Norris News – February 9, 2018

On February 9, 2018, in News from Nashville 2018, by Mark Norris
Robert "Percy" Person was recognized by members of the General Assembly this week. He celebrated his 80th birthday in July, and he continues to operate Percy's Shine Service in the Nashville Arcade where he has been located for 25 years. He started work at age 11 in 1948. Rep. Kelly Keisling, Rep. William Lamberth and I presented Percy a special Proclamation this week.

Robert “Percy” Person was recognized by members of the General Assembly this week. He celebrated his 80th birthday in July, and he continues to operate Percy’s Shine Service in the Nashville Arcade where he has been located for 25 years. He started work at age 11 in 1948. Rep. Kelly Keisling, Rep.

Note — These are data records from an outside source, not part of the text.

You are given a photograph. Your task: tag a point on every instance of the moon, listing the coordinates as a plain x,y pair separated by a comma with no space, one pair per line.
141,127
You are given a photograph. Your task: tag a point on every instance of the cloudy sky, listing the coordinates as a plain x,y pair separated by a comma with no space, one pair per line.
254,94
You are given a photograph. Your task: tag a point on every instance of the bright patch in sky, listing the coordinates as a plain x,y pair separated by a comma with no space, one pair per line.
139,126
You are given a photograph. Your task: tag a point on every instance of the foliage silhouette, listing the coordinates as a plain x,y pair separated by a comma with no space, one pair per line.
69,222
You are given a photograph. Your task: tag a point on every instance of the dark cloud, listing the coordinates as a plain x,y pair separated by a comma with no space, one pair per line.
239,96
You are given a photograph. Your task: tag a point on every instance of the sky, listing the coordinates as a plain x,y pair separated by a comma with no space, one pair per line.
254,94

William Lamberth and I presented Percy a special Proclamation this week.

Resolution seeks to address public safety threat posed by cell phone use behind prison walls

The pace quickened on Capitol Hill this week as state senators examined the budgets of ten agencies or departments of state government and approved a number of important bills. This includes a resolution unanimously adopted by the Senate State and Local Government Committee which seeks to address the public safety threat posed by contraband cell phone use by prison inmates.

Senate Joint Resolution 492, sponsored by Senate State and Local Government Committee Chairman Ken Yager (R-Kingston), asks the Federal Communications Commission (FCC), major cellular providers, and the Federal Bureau of Investigation (FBI) “to take a proactive and collaborative approach, in conjunction with correctional officials nationwide, to effectively disrupt the use of contraband wireless communication devices obtained by inmates.”

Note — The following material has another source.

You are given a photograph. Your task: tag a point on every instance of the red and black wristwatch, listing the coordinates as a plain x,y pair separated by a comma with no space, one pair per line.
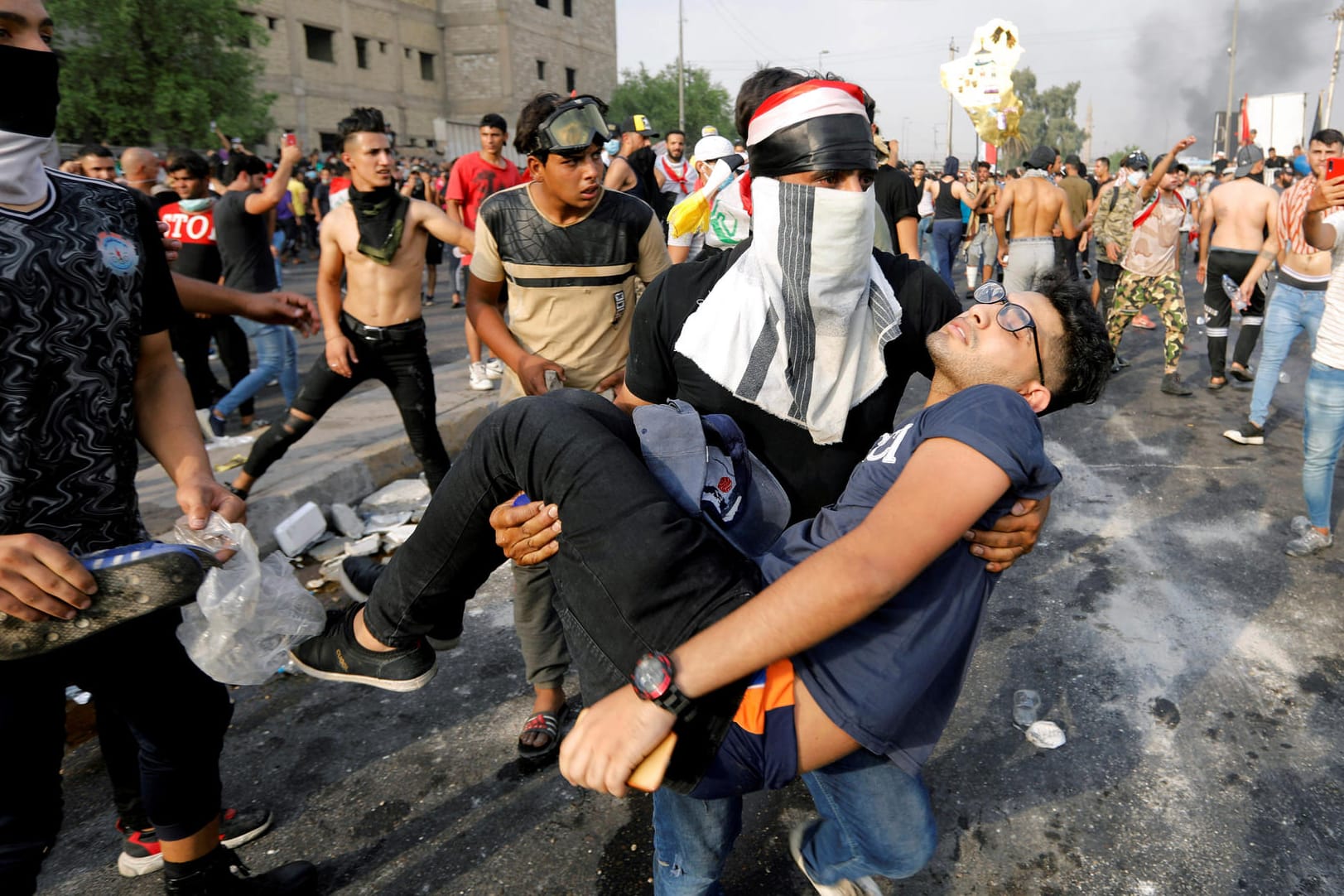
652,680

There were over 1,500 incidents with cell phones in Tennessee prisons last year.

Speaking in favor of the bill was Department of Correction Commissioner Tony Parker, who told committee members that murders have been arranged and carried out on Tennessee correctional officers, criminal enterprises continue to thrive, victims have been stalked, witnesses have been threatened, escapes have been arranged and prison riots have been orchestrated all from within prison cells using contraband cellphones. He said these events are becoming common instances as more cellphones illegally infiltrate state correctional facilities.

“In years past, I never would have considered the issue of cell phones being a major problem in our prisons,” said Parker. “But, I will have to say that in the last 15 years it has become one of the most significant security threats that we have in our facilities.”

Parker recounted a 2005 case in Roane County when inmate George Hyatte shot Correctional Officer Wayne “Cotton” Morgan in an escape attempt. He said Hyatte and his accomplice coordinated the escape using a smuggled cell phone.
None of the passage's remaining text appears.